The deep learning methodology is driven by data such that in order to estimate the performance of the model, a partition of the data is held out and only used for validation of the results. This set is called the test set and it was randomly selected with uniform distribution of scanners. The rest of the data was used for the DLS development, and thus called the development set. Flowchart for data collection is presented in Fig. 1.

Figure 1
figure 1

Flowchart for data collection. Patients were selected from recent clinical workflows at the Cranio and Dentomaxillofacial Radiological Department of the University Hospital of Tampere, Finland (TAUH), and from the Department of Oral Radiology, Faculty of Dentistry, Chiang Mai University (CMU), Thailand. Combined dataset had a total number of 1132 scans from 1103 patients that were split into a training set, internal validation set, and holdout test set with 853, 100, and 150 patients, respectively.

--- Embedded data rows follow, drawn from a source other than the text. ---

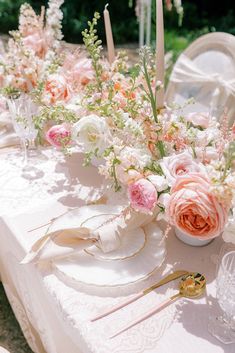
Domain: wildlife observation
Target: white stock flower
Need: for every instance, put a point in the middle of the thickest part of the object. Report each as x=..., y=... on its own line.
x=91, y=132
x=229, y=230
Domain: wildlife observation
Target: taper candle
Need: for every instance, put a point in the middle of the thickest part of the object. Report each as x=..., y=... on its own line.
x=109, y=36
x=160, y=67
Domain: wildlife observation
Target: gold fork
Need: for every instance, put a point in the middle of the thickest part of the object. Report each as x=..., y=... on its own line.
x=168, y=278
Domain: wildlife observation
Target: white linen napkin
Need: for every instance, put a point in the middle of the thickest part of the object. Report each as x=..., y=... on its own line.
x=80, y=228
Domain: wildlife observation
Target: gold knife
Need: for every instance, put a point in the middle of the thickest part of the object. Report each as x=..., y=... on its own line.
x=165, y=280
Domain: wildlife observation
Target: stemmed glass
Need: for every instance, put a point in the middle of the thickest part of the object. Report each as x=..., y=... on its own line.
x=223, y=327
x=22, y=110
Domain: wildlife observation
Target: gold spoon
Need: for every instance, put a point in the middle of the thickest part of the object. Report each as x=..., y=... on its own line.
x=191, y=285
x=168, y=278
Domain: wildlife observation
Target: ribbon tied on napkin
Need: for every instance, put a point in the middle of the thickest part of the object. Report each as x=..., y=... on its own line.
x=81, y=228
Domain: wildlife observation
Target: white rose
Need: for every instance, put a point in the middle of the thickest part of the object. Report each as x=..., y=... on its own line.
x=177, y=165
x=229, y=232
x=91, y=132
x=159, y=182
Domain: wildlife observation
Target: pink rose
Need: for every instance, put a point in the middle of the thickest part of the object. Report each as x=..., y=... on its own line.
x=179, y=165
x=59, y=135
x=199, y=119
x=206, y=154
x=56, y=89
x=82, y=72
x=194, y=209
x=35, y=42
x=142, y=195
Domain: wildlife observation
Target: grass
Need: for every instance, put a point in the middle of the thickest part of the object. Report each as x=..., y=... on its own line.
x=11, y=336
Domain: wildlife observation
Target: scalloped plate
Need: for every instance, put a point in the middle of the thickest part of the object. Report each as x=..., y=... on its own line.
x=141, y=253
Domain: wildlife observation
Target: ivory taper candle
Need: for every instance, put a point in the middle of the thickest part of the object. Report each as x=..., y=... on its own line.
x=160, y=67
x=109, y=36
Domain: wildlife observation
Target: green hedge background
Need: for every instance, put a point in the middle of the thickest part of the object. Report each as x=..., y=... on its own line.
x=201, y=16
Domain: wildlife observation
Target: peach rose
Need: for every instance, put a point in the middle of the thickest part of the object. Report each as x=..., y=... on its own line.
x=59, y=135
x=142, y=195
x=199, y=119
x=56, y=89
x=178, y=165
x=194, y=209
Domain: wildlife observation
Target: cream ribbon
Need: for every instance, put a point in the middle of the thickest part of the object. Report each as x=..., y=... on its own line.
x=186, y=71
x=61, y=242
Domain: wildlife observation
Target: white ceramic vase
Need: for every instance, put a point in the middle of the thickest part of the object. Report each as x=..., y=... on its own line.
x=191, y=240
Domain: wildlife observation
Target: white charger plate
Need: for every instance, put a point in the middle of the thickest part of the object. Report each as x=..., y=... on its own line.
x=142, y=251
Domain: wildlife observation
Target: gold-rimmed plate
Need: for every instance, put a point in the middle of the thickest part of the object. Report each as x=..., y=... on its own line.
x=141, y=253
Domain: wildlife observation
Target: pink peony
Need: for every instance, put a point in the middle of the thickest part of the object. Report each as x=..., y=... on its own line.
x=56, y=89
x=59, y=135
x=142, y=195
x=194, y=209
x=179, y=165
x=199, y=119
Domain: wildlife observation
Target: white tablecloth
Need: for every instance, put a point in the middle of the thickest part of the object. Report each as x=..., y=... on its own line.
x=53, y=315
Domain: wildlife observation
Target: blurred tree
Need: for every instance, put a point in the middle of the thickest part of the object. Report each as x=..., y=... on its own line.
x=200, y=15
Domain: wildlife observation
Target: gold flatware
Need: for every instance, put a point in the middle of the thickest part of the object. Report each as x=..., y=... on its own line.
x=191, y=285
x=165, y=280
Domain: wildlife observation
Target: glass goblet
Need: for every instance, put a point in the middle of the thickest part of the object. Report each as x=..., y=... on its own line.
x=22, y=110
x=223, y=327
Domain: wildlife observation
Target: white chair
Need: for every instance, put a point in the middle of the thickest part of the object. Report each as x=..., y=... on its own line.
x=206, y=72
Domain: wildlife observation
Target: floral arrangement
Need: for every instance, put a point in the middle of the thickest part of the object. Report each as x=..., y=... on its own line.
x=174, y=166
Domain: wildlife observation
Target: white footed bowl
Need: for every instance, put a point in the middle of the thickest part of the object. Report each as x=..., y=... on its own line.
x=190, y=240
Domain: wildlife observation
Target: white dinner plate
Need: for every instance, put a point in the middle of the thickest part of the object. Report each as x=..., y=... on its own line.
x=142, y=251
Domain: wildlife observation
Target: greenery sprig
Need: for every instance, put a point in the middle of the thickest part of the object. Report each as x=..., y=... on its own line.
x=94, y=47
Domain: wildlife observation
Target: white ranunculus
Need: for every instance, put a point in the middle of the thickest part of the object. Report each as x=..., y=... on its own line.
x=179, y=164
x=91, y=132
x=137, y=157
x=159, y=182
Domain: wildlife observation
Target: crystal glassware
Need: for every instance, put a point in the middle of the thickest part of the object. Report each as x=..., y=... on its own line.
x=22, y=110
x=223, y=327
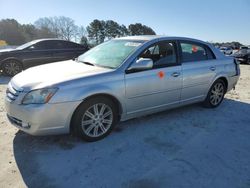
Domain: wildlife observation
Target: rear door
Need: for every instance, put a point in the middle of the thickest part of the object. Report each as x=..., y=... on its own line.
x=67, y=50
x=156, y=88
x=198, y=67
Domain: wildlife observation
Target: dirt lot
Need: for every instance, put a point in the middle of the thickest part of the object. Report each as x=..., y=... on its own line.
x=186, y=147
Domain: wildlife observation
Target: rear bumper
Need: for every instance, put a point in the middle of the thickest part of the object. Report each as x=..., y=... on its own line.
x=232, y=81
x=42, y=119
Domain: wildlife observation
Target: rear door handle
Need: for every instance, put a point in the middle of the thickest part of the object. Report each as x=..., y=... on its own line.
x=175, y=74
x=213, y=68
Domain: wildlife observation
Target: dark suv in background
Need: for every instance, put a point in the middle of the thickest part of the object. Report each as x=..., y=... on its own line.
x=38, y=52
x=243, y=55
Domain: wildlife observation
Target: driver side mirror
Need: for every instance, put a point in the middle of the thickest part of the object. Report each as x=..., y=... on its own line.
x=140, y=65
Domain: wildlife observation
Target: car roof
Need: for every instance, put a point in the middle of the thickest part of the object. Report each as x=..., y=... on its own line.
x=153, y=37
x=49, y=39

The mandibular canal was annotated using Planmeca developed Romexis 4.6.2. software, which has a built-in tool for mandibular canal annotation using control points and spline interpolation. The control points were standardised to be 3 mm apart from each other, and in the foramen mentale curvature area the canal was annotated using multiple control points, when necessary. Four dentomaxillofacial radiologists participated in this study referred to as Expert 1–4. Experts 1, 3, and 4 are working as senior specialists in TAUH, having 11–35 years of experience in dentistry and Expert 2 who works as a senior consultant in the private sector with 35 years of experience in dentistry. The annotation of the development set was performed by Experts 3 and 4 with 90% and 10% proportions of the set, respectively. The test set was annotated independently by all radiologists. Since the end-point of the mandibular canal in the mandibular foramen region is ambiguous, the end-point was selected to match the shortest annotation in the superior direction, thus improving the sensitivity of the canal localization in the foramen mentale and dental regions rather than highlighting differences in the canal path lengths. The set was also subjectively annotated for the clarity of mandibular canal visibility to be either Clear or Unclear. The test set scans were also annotated for the following conditions if present: movement artefact, bisagittal osteotomy, metal artefact, difficult pathology, and difficult bone structure including difficult anatomy and osteoporosis.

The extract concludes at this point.